My counselor says, Grow from love. Write a top-ten list. Stop eating chocolate. Give up it up. I tell her to Get bent! I imagine all of the REAL reasons that Elliott didn't want me: Fudge is not his type. Fudge is not seen outside after eight o'clock. Fudge is too emotional. Fudge is seen as silly and not sexy. Fudge is his little sister. Dr. West said something to Elliott: We're on the verge of a breakthrough. We need you to step off. Fudge is too nice. Fudge blushes when there is lipstick on her teeth. Fudge reads into things too much. Fudge needs to help herself before she can be with someone else.I suppose that's why I decided to go see a counselor. Dr. West is a lot like me, similar childhoods, similar outlooks on life. So far, I have not made any progress. In fact, things look like they're getting worse. A couple weeks ago, I went out on a date with a guy and
slept with him two days later. Now, she wants to put me under hypnosis. She thinks the problem is rooted in my childhood but I don't want to talk about it - -I hate remembering . . . I hate remembering being teased and called "Pudgy Fudgy." I hate it all. She wants to go deeper. She wants to go into the stuff that any person in therapy hates going into: Why are you here?
A year later
I still go to see Dr. West and I'm taking medications. A delicious combo of that with a support group and relaxation techniquest have helped me for ten months now. My demons have not gone away but I control them instead of them controlling me. I've built me up to the point where my responsibilities push me closer to the day where I can accept the fact that I'm an adult. I haven't seen Elliott in a long time. I hear he lives on the other side of the country. I know he always wanted to see the ocean . . .

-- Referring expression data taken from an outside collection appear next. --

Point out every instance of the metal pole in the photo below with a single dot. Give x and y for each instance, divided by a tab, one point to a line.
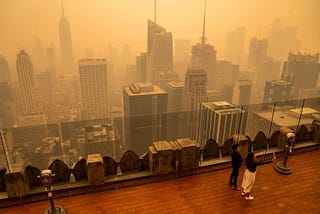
4	149
269	132
240	120
302	106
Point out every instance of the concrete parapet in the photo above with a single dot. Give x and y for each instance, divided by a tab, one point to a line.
16	180
95	169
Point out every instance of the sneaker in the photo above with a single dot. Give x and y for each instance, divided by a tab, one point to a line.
249	198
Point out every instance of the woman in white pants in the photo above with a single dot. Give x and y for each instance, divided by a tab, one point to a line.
249	175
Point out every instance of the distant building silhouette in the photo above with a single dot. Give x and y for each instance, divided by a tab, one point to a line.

I met another guy. His name is . . . What does it matter? We've been going out for awhile and haven't slept together. Now, I didn't say that we didn't fool around, we just haven't had the opportunity for me to introduce him to my love for chocolate. That's another thing: Chocolate. I still eat one piece of chocolate every week, which helps soothe and relax me. I ran into an old friend of mine the other day, that introduced me to Dr. West. We sat down at this coffeehouse for drinks. She asked me what happened that made me decide to change my ways. I originally was going to do it for this guy named Elliott but I felt kind of pathetic when he said that he just wanted to be friends. Then, I decided to do it for myself. I can't be a guy if I'm not content with myself. After all, you know what they say, every good boy deserves fudge.